Tiny TR 3D Bust ID Day 2014
At Identification Day 2014, the first 2,000 people who are interested will receive this "Tiny TR" made by a 3D printer. The day also features scientists using 3D printers and conducting demonstrations.

In addition, the first 2,000 ID Day participants will receive a miniature bust of Theodore Roosevelt, a “Tiny TR,” created with a cutting-edge 3D printer. Why TR? His legacy as a lifelong naturalist—and a friend of the Museum—is one of the inspirations behind this annual event.

TeddyRoosevelt

For TR, studying specimens began when he was a small boy and came across a seal carcass on a plank in a market in Manhattan.
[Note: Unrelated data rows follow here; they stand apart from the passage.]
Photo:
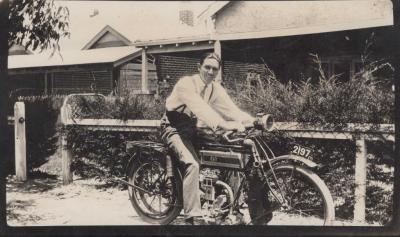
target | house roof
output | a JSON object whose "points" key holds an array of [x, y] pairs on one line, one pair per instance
{"points": [[286, 18], [115, 55], [212, 9], [106, 30], [134, 20]]}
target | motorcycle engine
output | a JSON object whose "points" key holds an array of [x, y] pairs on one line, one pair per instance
{"points": [[217, 198]]}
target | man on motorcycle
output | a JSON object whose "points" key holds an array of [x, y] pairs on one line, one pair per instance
{"points": [[197, 97]]}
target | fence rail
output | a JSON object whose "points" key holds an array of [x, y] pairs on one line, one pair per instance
{"points": [[359, 133]]}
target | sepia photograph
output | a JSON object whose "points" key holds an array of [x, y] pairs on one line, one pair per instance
{"points": [[212, 113]]}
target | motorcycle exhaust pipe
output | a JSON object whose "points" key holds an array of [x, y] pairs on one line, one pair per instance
{"points": [[230, 194]]}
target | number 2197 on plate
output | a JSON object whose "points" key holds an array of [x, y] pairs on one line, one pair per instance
{"points": [[301, 151]]}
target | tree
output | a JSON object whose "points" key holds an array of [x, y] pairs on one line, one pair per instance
{"points": [[37, 24]]}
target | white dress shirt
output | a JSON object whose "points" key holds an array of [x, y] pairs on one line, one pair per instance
{"points": [[212, 109]]}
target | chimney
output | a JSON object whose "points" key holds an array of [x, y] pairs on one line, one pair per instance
{"points": [[185, 13]]}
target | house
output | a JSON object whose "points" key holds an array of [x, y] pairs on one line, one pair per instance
{"points": [[142, 46], [100, 56], [282, 35]]}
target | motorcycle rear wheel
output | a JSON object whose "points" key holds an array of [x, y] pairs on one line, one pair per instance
{"points": [[162, 202], [308, 200]]}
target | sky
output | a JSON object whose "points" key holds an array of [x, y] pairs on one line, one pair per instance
{"points": [[133, 19]]}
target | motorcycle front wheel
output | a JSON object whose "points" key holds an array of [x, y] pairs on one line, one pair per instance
{"points": [[301, 197], [156, 198]]}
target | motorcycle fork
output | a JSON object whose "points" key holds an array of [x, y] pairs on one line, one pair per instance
{"points": [[259, 165]]}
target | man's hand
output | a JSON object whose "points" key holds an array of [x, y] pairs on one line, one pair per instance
{"points": [[232, 125]]}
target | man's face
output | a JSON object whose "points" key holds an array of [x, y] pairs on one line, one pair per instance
{"points": [[209, 69]]}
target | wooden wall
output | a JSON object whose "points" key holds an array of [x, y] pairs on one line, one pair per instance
{"points": [[130, 78]]}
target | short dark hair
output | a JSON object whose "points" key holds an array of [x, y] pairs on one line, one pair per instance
{"points": [[210, 55]]}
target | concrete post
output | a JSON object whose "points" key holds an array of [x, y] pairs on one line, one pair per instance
{"points": [[218, 50], [145, 71], [360, 181], [20, 141]]}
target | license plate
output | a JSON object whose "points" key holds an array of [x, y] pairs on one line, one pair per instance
{"points": [[302, 151]]}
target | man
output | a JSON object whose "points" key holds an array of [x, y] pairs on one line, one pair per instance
{"points": [[197, 97]]}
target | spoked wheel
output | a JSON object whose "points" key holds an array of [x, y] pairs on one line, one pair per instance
{"points": [[156, 198], [302, 198]]}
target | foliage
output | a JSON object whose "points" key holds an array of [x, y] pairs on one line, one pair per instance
{"points": [[37, 24], [129, 107], [363, 99]]}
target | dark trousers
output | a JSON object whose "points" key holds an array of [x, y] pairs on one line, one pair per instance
{"points": [[178, 131]]}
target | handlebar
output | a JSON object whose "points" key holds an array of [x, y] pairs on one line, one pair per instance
{"points": [[265, 122]]}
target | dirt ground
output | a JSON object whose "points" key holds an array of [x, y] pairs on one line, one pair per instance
{"points": [[44, 201]]}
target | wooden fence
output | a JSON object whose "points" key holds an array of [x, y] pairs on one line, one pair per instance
{"points": [[359, 133]]}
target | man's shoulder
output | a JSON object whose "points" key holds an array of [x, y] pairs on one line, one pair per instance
{"points": [[186, 80]]}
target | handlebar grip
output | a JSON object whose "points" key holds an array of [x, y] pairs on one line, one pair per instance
{"points": [[227, 134]]}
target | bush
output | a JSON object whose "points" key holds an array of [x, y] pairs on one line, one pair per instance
{"points": [[102, 154]]}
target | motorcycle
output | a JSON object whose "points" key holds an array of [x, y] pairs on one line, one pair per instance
{"points": [[239, 174]]}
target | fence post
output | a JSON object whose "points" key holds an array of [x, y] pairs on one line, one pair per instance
{"points": [[66, 154], [360, 181], [66, 161], [20, 141]]}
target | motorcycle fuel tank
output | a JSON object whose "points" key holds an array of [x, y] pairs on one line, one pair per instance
{"points": [[226, 159]]}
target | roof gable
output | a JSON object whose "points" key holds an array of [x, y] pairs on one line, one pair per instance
{"points": [[18, 50], [107, 37]]}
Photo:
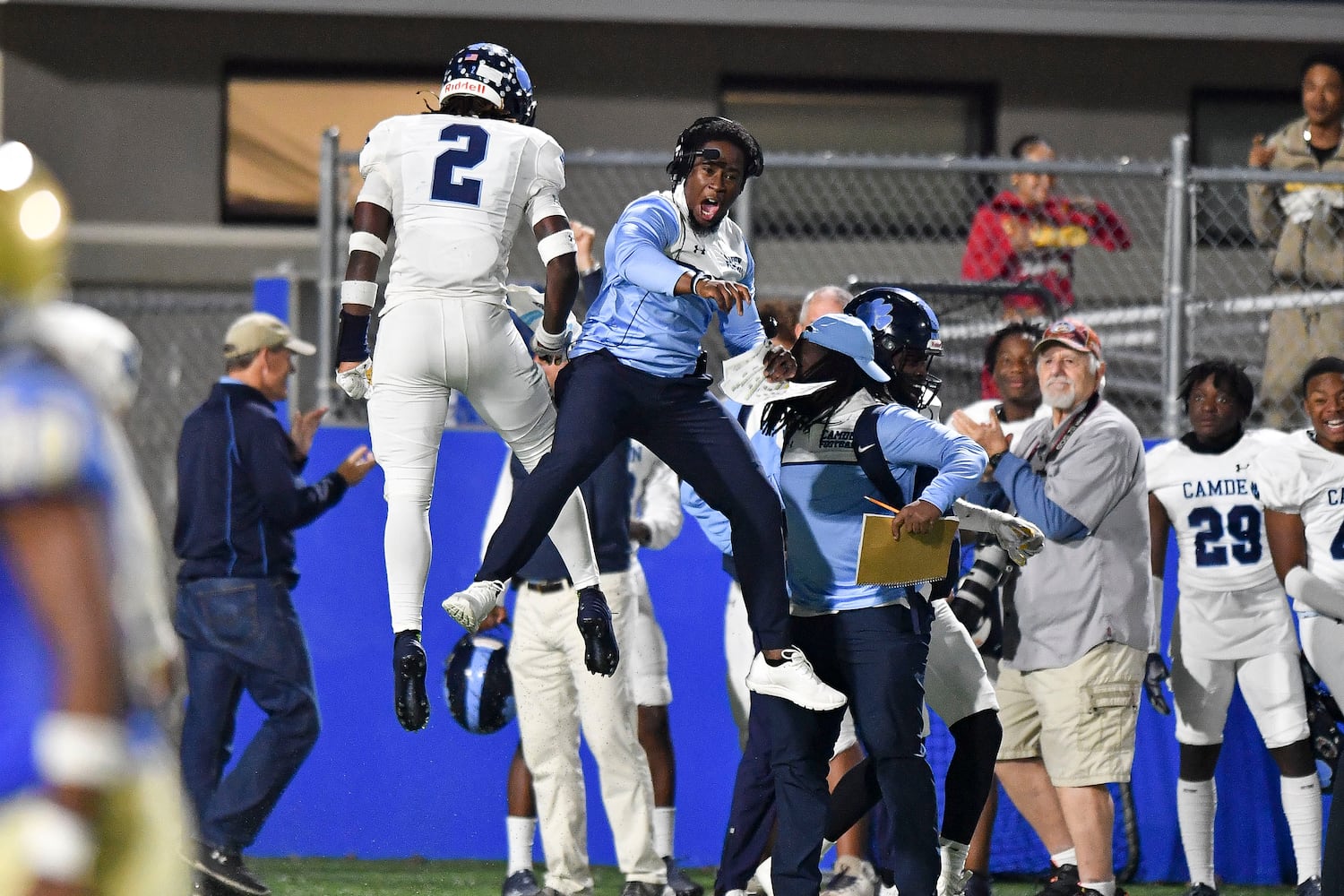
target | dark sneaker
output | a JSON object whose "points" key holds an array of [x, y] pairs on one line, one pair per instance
{"points": [[980, 884], [680, 882], [1062, 882], [521, 883], [226, 868], [640, 888], [601, 653], [409, 670], [1201, 890]]}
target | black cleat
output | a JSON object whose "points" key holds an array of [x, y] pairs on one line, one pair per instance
{"points": [[409, 670], [601, 653], [1062, 882], [223, 871]]}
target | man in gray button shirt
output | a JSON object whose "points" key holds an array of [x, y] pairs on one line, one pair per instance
{"points": [[1077, 626]]}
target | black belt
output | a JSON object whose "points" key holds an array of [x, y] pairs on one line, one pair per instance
{"points": [[550, 586]]}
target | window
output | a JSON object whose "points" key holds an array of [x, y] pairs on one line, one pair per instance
{"points": [[273, 125]]}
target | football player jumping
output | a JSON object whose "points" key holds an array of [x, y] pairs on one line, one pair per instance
{"points": [[1233, 625], [456, 185]]}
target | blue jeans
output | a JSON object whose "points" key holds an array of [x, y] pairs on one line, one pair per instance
{"points": [[242, 634], [876, 659]]}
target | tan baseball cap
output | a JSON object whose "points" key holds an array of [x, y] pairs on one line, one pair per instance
{"points": [[257, 331]]}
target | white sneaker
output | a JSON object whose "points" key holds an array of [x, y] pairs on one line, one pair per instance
{"points": [[793, 680], [470, 607], [953, 884], [852, 876], [762, 877]]}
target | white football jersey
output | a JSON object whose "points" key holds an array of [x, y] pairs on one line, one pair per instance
{"points": [[457, 190], [1304, 478], [1231, 605]]}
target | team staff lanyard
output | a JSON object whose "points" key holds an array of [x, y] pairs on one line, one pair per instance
{"points": [[1039, 463]]}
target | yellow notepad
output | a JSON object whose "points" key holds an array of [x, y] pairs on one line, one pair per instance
{"points": [[911, 560]]}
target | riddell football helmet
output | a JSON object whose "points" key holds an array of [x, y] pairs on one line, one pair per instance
{"points": [[905, 330], [478, 683], [492, 73]]}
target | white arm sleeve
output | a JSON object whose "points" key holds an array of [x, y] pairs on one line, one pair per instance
{"points": [[543, 198], [371, 164], [1155, 597], [1311, 590]]}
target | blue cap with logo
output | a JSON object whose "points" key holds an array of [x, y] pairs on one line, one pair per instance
{"points": [[847, 335]]}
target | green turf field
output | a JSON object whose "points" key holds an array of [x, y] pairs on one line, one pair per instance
{"points": [[418, 877]]}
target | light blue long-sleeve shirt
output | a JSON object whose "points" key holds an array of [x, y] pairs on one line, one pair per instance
{"points": [[636, 316], [824, 493]]}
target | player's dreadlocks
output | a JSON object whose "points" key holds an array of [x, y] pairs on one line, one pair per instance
{"points": [[795, 416]]}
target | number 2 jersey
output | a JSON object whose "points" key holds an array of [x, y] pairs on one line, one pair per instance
{"points": [[1231, 605], [1306, 479], [457, 190]]}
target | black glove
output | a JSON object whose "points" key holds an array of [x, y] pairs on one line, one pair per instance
{"points": [[1155, 673]]}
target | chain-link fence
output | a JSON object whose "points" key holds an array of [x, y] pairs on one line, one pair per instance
{"points": [[180, 335], [1159, 257]]}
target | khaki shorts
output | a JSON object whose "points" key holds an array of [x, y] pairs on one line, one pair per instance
{"points": [[1080, 720]]}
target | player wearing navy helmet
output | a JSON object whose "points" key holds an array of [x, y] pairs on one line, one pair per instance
{"points": [[457, 185]]}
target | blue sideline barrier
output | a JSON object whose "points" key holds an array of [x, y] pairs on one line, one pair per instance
{"points": [[373, 790]]}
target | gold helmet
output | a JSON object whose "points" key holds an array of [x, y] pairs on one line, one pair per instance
{"points": [[34, 222]]}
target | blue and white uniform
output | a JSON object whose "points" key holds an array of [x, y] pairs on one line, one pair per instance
{"points": [[50, 445]]}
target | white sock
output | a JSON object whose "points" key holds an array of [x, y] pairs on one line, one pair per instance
{"points": [[1196, 802], [521, 833], [1303, 809], [953, 856], [1064, 857], [664, 823]]}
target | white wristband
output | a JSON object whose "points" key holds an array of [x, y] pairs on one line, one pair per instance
{"points": [[559, 244], [362, 241], [81, 750], [56, 844], [1308, 589], [359, 292]]}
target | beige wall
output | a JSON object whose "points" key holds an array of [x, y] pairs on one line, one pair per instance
{"points": [[126, 105]]}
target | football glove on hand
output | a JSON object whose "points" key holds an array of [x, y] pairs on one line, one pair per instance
{"points": [[1019, 538], [551, 347], [358, 382], [1155, 673]]}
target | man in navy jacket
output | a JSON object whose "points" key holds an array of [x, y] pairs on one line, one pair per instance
{"points": [[239, 500]]}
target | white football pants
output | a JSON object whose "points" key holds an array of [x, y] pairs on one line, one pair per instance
{"points": [[426, 349], [556, 694]]}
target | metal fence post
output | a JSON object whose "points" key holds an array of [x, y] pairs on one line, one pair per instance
{"points": [[327, 230], [1176, 266]]}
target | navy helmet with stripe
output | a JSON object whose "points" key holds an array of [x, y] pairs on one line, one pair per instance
{"points": [[478, 684]]}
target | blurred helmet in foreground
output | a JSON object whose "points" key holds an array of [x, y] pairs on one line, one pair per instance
{"points": [[34, 222], [478, 683], [97, 349]]}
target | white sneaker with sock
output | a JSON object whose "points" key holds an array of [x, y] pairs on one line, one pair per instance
{"points": [[793, 680]]}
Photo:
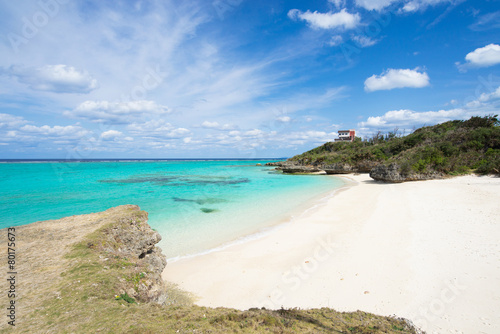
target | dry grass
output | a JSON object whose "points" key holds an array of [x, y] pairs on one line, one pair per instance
{"points": [[67, 287]]}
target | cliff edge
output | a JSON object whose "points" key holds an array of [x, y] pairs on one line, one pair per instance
{"points": [[101, 273]]}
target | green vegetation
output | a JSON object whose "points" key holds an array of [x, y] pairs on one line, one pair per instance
{"points": [[453, 148], [87, 299]]}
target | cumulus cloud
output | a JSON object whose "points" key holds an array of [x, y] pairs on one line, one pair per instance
{"points": [[116, 112], [336, 40], [157, 129], [284, 119], [485, 56], [254, 133], [11, 121], [374, 4], [111, 134], [416, 5], [397, 78], [364, 41], [149, 127], [57, 131], [54, 78], [217, 126], [337, 3], [487, 22], [342, 19]]}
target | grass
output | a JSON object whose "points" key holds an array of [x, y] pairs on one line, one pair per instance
{"points": [[89, 298]]}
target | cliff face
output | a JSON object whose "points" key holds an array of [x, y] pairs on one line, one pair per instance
{"points": [[450, 148], [131, 238], [393, 173]]}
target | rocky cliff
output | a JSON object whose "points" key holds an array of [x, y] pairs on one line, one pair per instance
{"points": [[395, 174], [100, 273], [130, 237]]}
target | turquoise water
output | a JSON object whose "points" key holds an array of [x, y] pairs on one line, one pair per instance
{"points": [[195, 205]]}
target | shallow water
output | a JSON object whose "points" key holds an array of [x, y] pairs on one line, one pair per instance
{"points": [[195, 205]]}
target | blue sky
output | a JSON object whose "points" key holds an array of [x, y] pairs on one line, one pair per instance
{"points": [[236, 78]]}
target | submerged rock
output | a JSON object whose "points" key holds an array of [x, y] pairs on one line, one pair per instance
{"points": [[300, 169]]}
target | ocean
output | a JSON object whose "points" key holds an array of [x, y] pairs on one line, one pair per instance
{"points": [[196, 205]]}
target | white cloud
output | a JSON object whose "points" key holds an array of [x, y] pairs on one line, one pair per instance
{"points": [[338, 3], [177, 133], [116, 112], [150, 127], [336, 40], [330, 20], [217, 126], [111, 134], [254, 133], [364, 41], [416, 5], [11, 121], [69, 131], [374, 4], [485, 56], [284, 119], [397, 78], [485, 97], [54, 78]]}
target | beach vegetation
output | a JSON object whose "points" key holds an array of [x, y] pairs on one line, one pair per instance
{"points": [[92, 295], [451, 148]]}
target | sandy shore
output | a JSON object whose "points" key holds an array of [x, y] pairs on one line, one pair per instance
{"points": [[428, 251]]}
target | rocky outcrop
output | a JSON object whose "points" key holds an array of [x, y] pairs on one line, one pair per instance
{"points": [[131, 238], [339, 168], [393, 173], [300, 169]]}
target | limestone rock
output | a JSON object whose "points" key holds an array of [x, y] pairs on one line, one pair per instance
{"points": [[393, 173]]}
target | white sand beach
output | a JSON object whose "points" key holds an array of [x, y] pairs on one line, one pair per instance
{"points": [[428, 251]]}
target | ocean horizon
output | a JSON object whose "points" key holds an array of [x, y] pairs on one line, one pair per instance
{"points": [[195, 204]]}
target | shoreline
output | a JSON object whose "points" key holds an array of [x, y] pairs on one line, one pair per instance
{"points": [[424, 250], [276, 223]]}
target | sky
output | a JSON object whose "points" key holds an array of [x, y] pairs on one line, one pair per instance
{"points": [[236, 78]]}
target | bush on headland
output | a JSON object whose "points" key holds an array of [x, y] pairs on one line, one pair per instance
{"points": [[451, 148]]}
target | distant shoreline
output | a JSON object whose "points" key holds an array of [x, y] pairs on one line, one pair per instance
{"points": [[384, 248], [135, 159]]}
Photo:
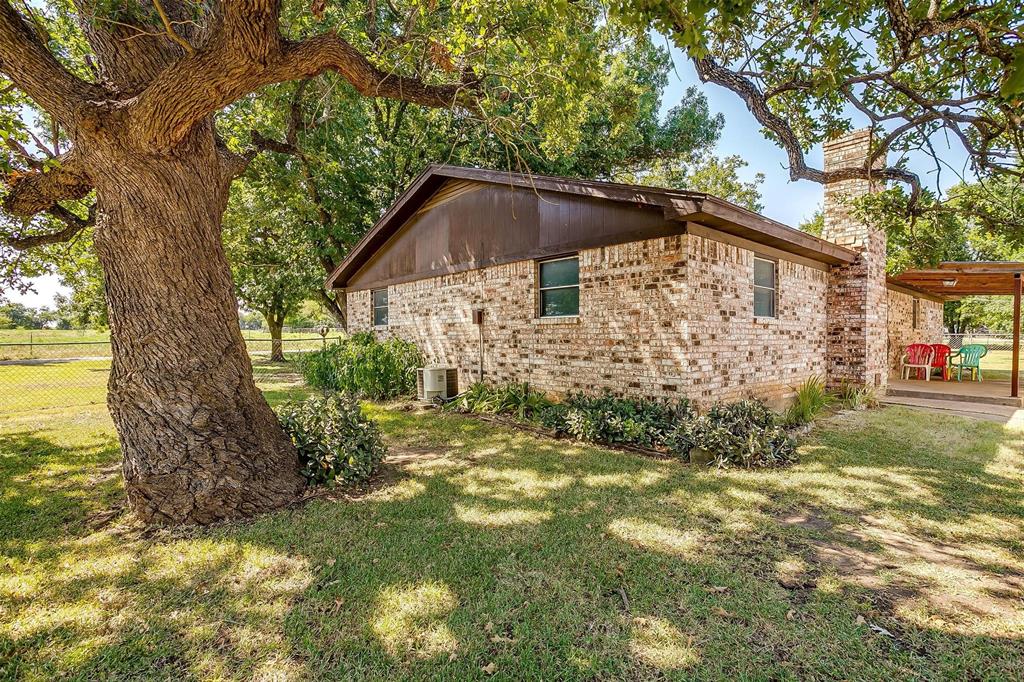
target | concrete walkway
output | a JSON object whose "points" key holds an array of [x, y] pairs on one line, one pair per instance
{"points": [[1000, 414]]}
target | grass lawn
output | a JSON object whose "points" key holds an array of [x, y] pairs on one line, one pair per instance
{"points": [[892, 551], [64, 344]]}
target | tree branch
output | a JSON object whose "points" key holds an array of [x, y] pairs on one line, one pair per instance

He returned day after day to look at it, measure it, and eventually secure its skull for a “museum” he and his cousins organized in his boyhood home—the same home in which his father and other prominent New Yorkers would later sign the charter for the American Museum of Natural History in 1869. Awakened to “every possible feeling of romance and adventure,” as TR wrote in his autobiography, he “at once began to write a natural history of my own, on the strength of that seal.”

By age 11, Roosevelt had written a natural history of insects, based on his own observations and information about the insects that “now and then a friend has told me.” At 13, he made his first donation of specimens to this Museum: 12 mice, four birds’ eggs, a turtle, the skull of a red squirrel, and a bat. At age 19, he published his first truly scientific work, a list of birds that he and a friend identified one summer in New York’s Adirondack Mountains. 

Snowy Owl
Snowy Owl collected by Theodore Roosevelt
© AMNH/ C. Chesek

Although as an adult TR’s career turned to politics, he never lost his enthusiasm for natural science. Over the course of his life, through his close personal connection to the Museum, TR was privileged to have many an “ID Day,” seeking out curators to consult about his finds and discuss his observations.

And it is in that same spirit that the Museum invites the public to share their bird’s nests, sea shells, animal bones, rocks, artifacts, feathers and other finds for Museum scientist to identify. As in past years, participants will receive a certificate of authentication.

Recipients of a Tiny TR bust will be further encouraged to share a photo of themselves with the memento anywhere they experience nature, from a public park to their own backyard, by tweeting @AMNH with the hashtag #TinyTR

Identification Day is Saturday, May 10, from noon to 4 pm in the Theodore Roosevelt Memorial Hall.